Ph.D. Thesis Proposal
Title: Practical Elastic Resource Allocation in Cloud Datacenters

Mukil Kesavan
School of Computer Science
College of Computing
Georgia Institute of Technology

Date: Tuesday, November 20, 2012
Time: 11:00 AM - 1:00 PM EST
Location: Klaus 2100

Committee:

  • Dr. Karsten Schwan, School of Computer Science (Advisor)
  • Dr. Ada Gavrilovska, School of Computer Science  (Advisor)
  • Dr. Douglas M. Blough, School of Electrical & Computer Engineering
  • Dr. Ravi Soundararajan, VMware Inc.

Abstract:
Elastic resource allocation systems are critical to managing application performance and infrastructure utilization in datacenters. Architecting a realistic solution for multiplexing capacity across an entire datacenter, at the scale of thousands of machines, brings with it a lot of challenges. There are foreseeable issues such as scalability, overhead and accuracy of allocation methods that need to be overcome. In addition, there are unavoidable practical issues at scale, particularly,
(i) the variable cost of carrying out the management actions necessary to enforce allocations and, (ii) failures in those management actions, that can seriously constrain the achievable benefits. Further, the uncertainty in resource allocation caused by these factors results in unpredictable application level performance.

This thesis addresses the problem of realizing a scalable elastic resource allocation system that can work well in real-life environments with the aforementioned practical constraints. We make the following concrete contributions:

* A detailed analysis of the impact of management failures and cost variability on elastic resource allocation efficiency. This includes new metrics with which to evaluate and compare the performance of similar systems.

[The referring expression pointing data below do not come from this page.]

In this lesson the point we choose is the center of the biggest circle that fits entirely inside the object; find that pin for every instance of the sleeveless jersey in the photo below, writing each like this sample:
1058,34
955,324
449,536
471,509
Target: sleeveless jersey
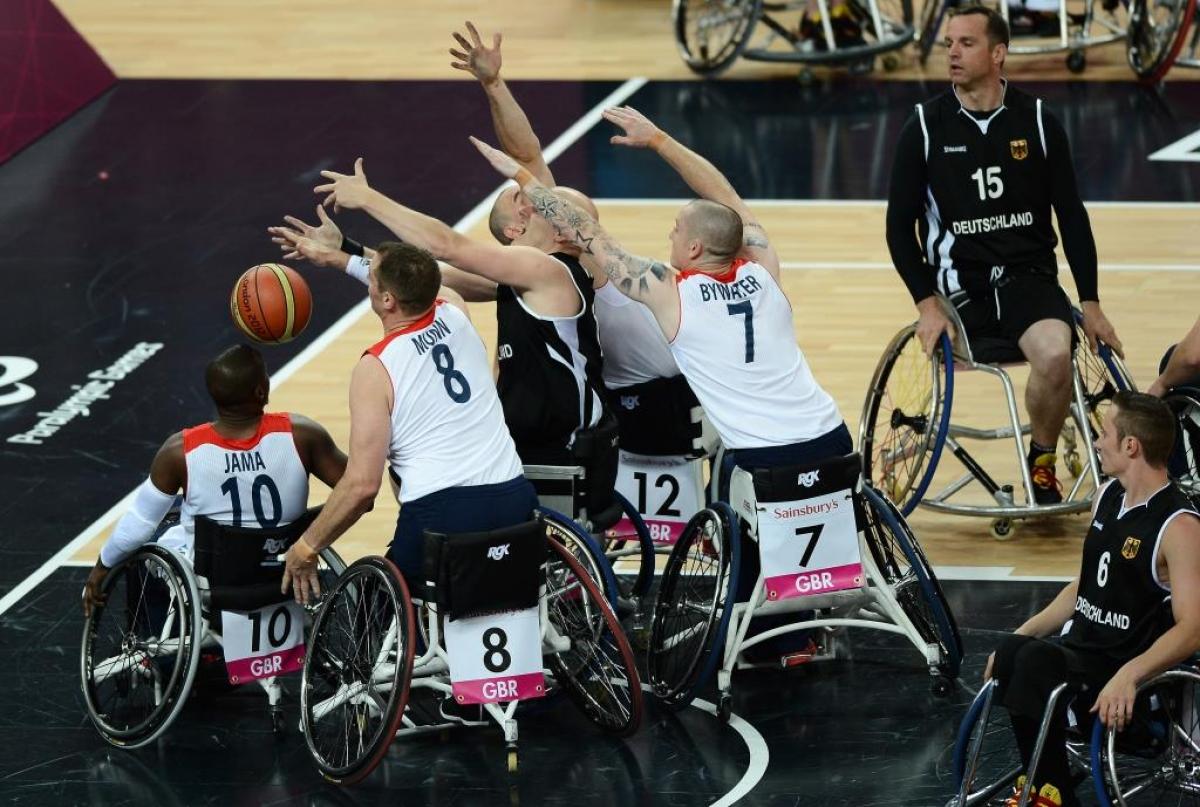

* The design and construction of a hierarchical datacenter-wide resource allocation system that can dynamically trade-off between allocation accuracy and management overheads while adapting to the constraints imposed by observed failure and variability behavior. Our system is currently deployed on a 700 server datacenter virtualized with the VMware vSphere platform.

* The co-design of elastic resource allocation system and application framework to reduce end performance variability.

* A cloud workload suite consisting of a load generation framework and popular cloud codes that can be used to generate realistic datacenter-wide resource usage scenarios. This enables accurate evaluation of the target system.